Malgré les progrès en termes d’accès aux soins et à l’éducation préscolaire, de nombreux enfants marocains sont encore loin de pouvoir atteindre leur potentiel de développement en pleine santé. Déjà, le réseau d’écoles maternelles reste restreint, surtout en milieu rural, là où elles seraient les plus utiles. En 2015-16, 43 % seulement des Marocains âgés de 4 à 5 ans bénéficiaient d’une prise en charge préscolaire, le pourcentage tombant à 27,9 % dans les zones rurales. Les enfants les plus démunis ont nettement moins de chance d’accéder à des activités d’éveil que les enfants les plus aisés (16 % contre 58 %). Ensuite, la qualité de l’éducation préscolaire varie profondément d’une structure à l’autre et l’absence de mécanisme efficace d’assurance de la qualité à ce niveau empêche toute véritable amélioration sur le plan de la qualité et de l’homogénéité.

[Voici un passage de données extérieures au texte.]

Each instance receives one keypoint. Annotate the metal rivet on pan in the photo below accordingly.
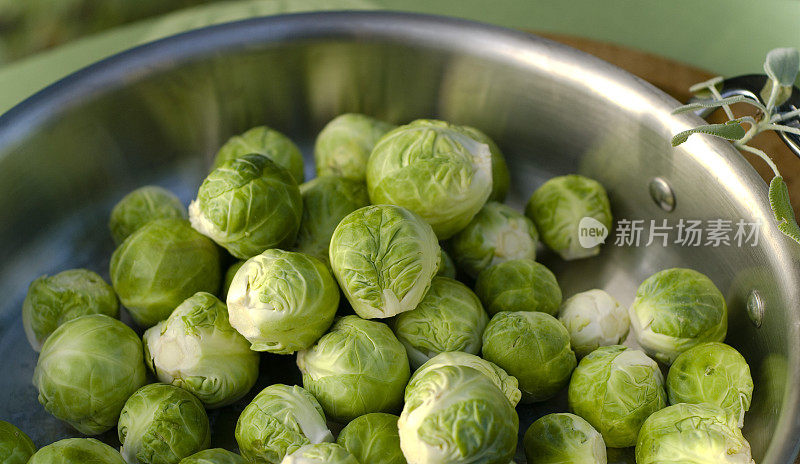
(755, 308)
(662, 194)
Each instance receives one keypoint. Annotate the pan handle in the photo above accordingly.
(750, 85)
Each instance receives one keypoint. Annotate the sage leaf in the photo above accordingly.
(782, 65)
(696, 105)
(705, 85)
(730, 130)
(782, 208)
(784, 92)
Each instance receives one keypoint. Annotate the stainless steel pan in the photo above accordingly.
(157, 113)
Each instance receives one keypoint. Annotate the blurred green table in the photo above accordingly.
(726, 36)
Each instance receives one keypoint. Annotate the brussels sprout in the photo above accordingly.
(248, 205)
(197, 349)
(712, 373)
(506, 383)
(534, 348)
(357, 368)
(160, 265)
(495, 235)
(435, 170)
(52, 301)
(455, 414)
(559, 207)
(17, 448)
(594, 319)
(282, 301)
(692, 433)
(518, 285)
(564, 438)
(384, 258)
(214, 456)
(229, 275)
(87, 369)
(447, 267)
(676, 309)
(141, 206)
(77, 451)
(263, 141)
(449, 318)
(373, 438)
(162, 424)
(277, 422)
(344, 145)
(320, 453)
(326, 201)
(501, 179)
(616, 389)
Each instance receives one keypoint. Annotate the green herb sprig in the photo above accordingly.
(781, 66)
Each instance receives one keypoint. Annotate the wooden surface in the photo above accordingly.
(675, 78)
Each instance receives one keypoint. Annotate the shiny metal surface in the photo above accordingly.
(157, 114)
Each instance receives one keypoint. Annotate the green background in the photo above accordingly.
(724, 36)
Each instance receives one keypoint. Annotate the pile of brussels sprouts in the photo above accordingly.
(446, 323)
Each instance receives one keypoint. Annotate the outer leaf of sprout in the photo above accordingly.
(717, 103)
(508, 384)
(730, 130)
(197, 349)
(455, 415)
(320, 453)
(88, 368)
(277, 422)
(373, 438)
(162, 423)
(358, 367)
(784, 92)
(214, 456)
(77, 451)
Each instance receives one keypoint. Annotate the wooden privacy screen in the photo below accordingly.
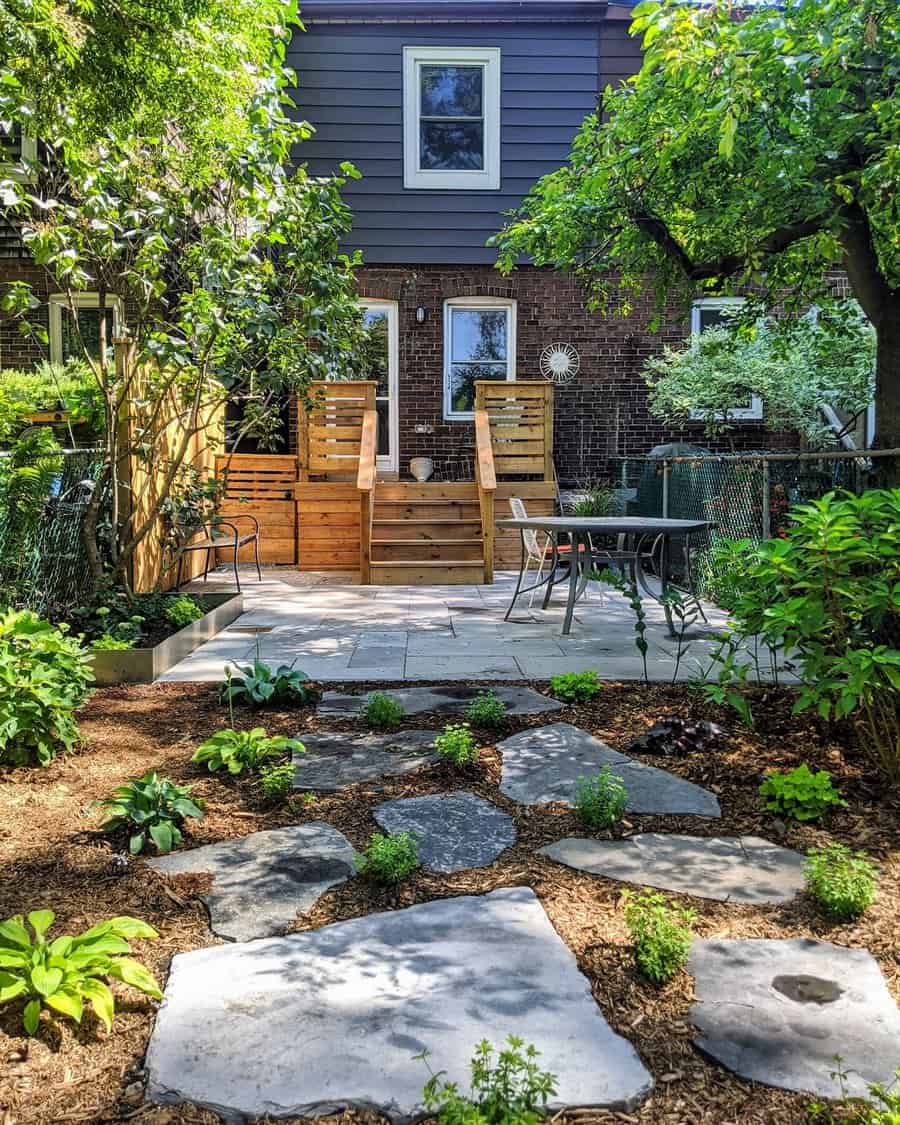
(330, 433)
(521, 417)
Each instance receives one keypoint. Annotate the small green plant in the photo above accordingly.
(660, 934)
(839, 880)
(487, 709)
(389, 858)
(383, 711)
(182, 611)
(258, 684)
(510, 1090)
(576, 686)
(800, 793)
(69, 972)
(277, 781)
(601, 800)
(152, 808)
(457, 744)
(236, 750)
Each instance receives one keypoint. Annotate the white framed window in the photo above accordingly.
(69, 339)
(478, 343)
(451, 118)
(709, 313)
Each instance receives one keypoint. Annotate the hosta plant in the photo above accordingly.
(152, 808)
(236, 750)
(69, 972)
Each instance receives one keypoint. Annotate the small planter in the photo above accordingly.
(144, 665)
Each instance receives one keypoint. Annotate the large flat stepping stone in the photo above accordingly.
(335, 761)
(311, 1023)
(261, 882)
(456, 830)
(779, 1011)
(545, 764)
(737, 869)
(442, 701)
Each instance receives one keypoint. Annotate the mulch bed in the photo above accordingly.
(51, 855)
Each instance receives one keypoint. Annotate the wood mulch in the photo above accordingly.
(52, 855)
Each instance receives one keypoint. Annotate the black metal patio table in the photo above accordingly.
(581, 556)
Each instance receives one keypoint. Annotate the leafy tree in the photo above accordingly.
(755, 147)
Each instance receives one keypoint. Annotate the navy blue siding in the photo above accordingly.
(350, 88)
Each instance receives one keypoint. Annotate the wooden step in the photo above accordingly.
(446, 573)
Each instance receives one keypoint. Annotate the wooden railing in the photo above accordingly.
(486, 479)
(366, 479)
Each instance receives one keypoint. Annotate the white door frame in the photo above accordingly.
(389, 464)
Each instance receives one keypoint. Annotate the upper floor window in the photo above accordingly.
(479, 343)
(451, 118)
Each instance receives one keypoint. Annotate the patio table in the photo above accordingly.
(582, 554)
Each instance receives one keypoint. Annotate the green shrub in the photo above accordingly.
(389, 858)
(457, 744)
(236, 750)
(601, 800)
(487, 709)
(258, 684)
(153, 807)
(69, 972)
(660, 933)
(383, 711)
(277, 781)
(44, 677)
(512, 1090)
(800, 793)
(576, 686)
(182, 611)
(840, 880)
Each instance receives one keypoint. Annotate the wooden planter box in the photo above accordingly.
(144, 665)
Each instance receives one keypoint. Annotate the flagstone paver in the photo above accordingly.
(779, 1011)
(333, 761)
(307, 1023)
(545, 764)
(455, 830)
(739, 869)
(261, 882)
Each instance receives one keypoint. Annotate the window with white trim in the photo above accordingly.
(71, 335)
(478, 343)
(710, 313)
(451, 118)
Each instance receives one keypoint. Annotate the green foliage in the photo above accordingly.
(277, 781)
(69, 972)
(840, 880)
(800, 793)
(236, 750)
(182, 611)
(507, 1090)
(383, 711)
(389, 858)
(44, 677)
(660, 933)
(576, 686)
(601, 800)
(258, 684)
(152, 808)
(487, 709)
(457, 744)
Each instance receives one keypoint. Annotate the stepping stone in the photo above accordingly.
(442, 701)
(777, 1011)
(545, 764)
(314, 1022)
(738, 869)
(455, 831)
(261, 882)
(335, 761)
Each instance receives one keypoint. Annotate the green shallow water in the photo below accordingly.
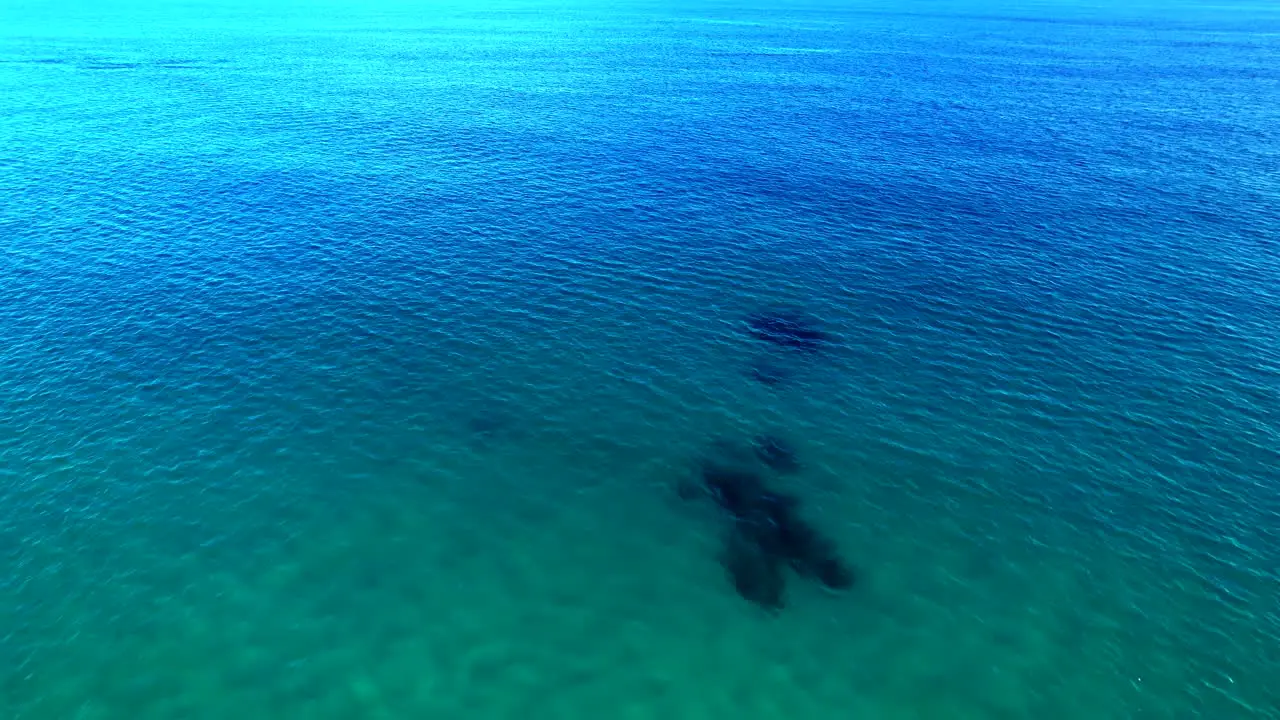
(352, 359)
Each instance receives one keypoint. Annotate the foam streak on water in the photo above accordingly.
(351, 358)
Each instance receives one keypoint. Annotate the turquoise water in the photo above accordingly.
(352, 356)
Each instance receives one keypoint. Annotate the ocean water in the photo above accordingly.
(351, 356)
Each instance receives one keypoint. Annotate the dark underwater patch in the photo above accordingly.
(767, 534)
(789, 329)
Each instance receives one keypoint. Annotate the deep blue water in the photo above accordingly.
(351, 356)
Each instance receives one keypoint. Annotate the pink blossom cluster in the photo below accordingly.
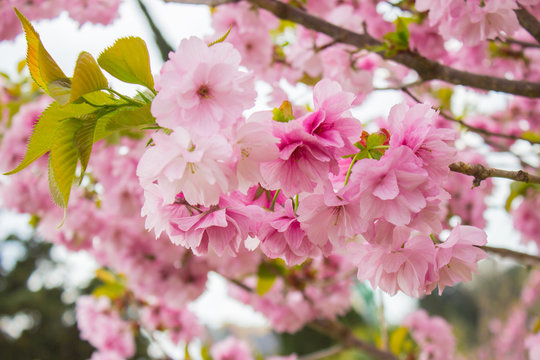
(82, 11)
(321, 289)
(101, 325)
(471, 21)
(323, 194)
(433, 335)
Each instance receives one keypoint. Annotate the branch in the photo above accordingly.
(344, 335)
(519, 256)
(472, 128)
(323, 354)
(480, 172)
(337, 331)
(528, 22)
(162, 44)
(203, 2)
(427, 69)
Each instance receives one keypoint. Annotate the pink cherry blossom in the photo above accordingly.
(402, 265)
(198, 167)
(458, 256)
(433, 334)
(201, 88)
(392, 188)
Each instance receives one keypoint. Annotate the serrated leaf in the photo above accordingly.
(129, 117)
(87, 77)
(60, 90)
(43, 68)
(397, 340)
(64, 156)
(375, 139)
(84, 139)
(265, 279)
(128, 60)
(44, 131)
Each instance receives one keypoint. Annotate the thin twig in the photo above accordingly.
(480, 172)
(202, 2)
(472, 128)
(337, 331)
(528, 22)
(523, 258)
(344, 335)
(162, 44)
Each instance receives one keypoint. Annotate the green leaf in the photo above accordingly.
(531, 136)
(112, 291)
(129, 117)
(63, 159)
(44, 131)
(221, 39)
(84, 140)
(284, 113)
(60, 90)
(265, 278)
(397, 340)
(375, 139)
(43, 68)
(128, 60)
(87, 77)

Des recherches ont également mis en évidence l’importance de l’implication des parents dans le développement cognitif de leurs enfants : selon l’OCDE, les enfants dont les parents jouent avec eux et leur parlent depuis leur naissance, leur lisent des livres et les aident à faire leurs devoirs ont plus de chance de réussir à l’école. Au Maroc, cette stimulation cognitive est rare, surtout dans les milieux défavorisés, pour plusieurs raisons, qui vont du faible niveau d’instruction des parents et de leur méconnaissance des comportements susceptibles d’aider les enfants à réussir à la taille des familles.

Le renforcement du capital humain passe par une hausse des investissements dans la petite enfance

Comme le soulignait le dernier Mémorandum économique de la Banque mondiale sur le Maroc, les investissements dans la petite enfance sont indispensables pour obtenir de meilleurs résultats sur le plan du développement humain. En plus d’influer sur l’épanouissement personnel, social et professionnel d’un individu, le développement de la petite enfance fait partie des leviers de croissance d’un pays.

Intervention multisectorielle par essence, le développement de la petite enfance exige une stratégie intégrée, globale et transversale qui puisse être déployée de manière coordonnée et efficace dans les domaines de la santé, de l’éducation, de la nutrition et de la protection sociale. Par ailleurs, pour mettre en place les structures éducatives et de développement adaptées à un épanouissement global des enfants, surtout dans les familles menacées d’exclusion sociale, il faut privilégier la qualité sur le nombre.

En se dotant de normes de qualité pour la prise en charge et l’éducation des jeunes enfants, qu’il faut surveiller et faire appliquer dans tout le pays, le Maroc pourra engranger les bénéfices économiques et humains de long terme de ce type d’interventions. D’autant que cela contribuera à protéger et renforcer le développement des enfants et à faire en sorte que chaque jeune Marocain ait la possibilité de s’épanouir, quel que soit son milieu d’origine. Enfin, la réussite du développement de la petite enfance passe par une sensibilisation de tous : il faut informer les parents sur la nécessité de stimuler leurs enfants et d’interagir avec eux, les inciter à y prendre part et, parallèlement, vérifier que les programmes mis en place contribuent bien à l’acquisition de compétences cognitives, de la naissance des enfants à leur cinquième anniversaire.

La nécessité d’investir davantage dans les programmes pour la petite enfance va de soi si l’on veut renforcer le capital humain indispensable pour tenir les objectifs de développement d’un pays, contribuer à la hausse de la productivité et améliorer le quotidien des habitants. En tant qu’axe fondamental de la prise en charge des jeunes enfants, l’éducation est un levier réputé efficace pour assurer le développement humain et faire reculer les inégalités.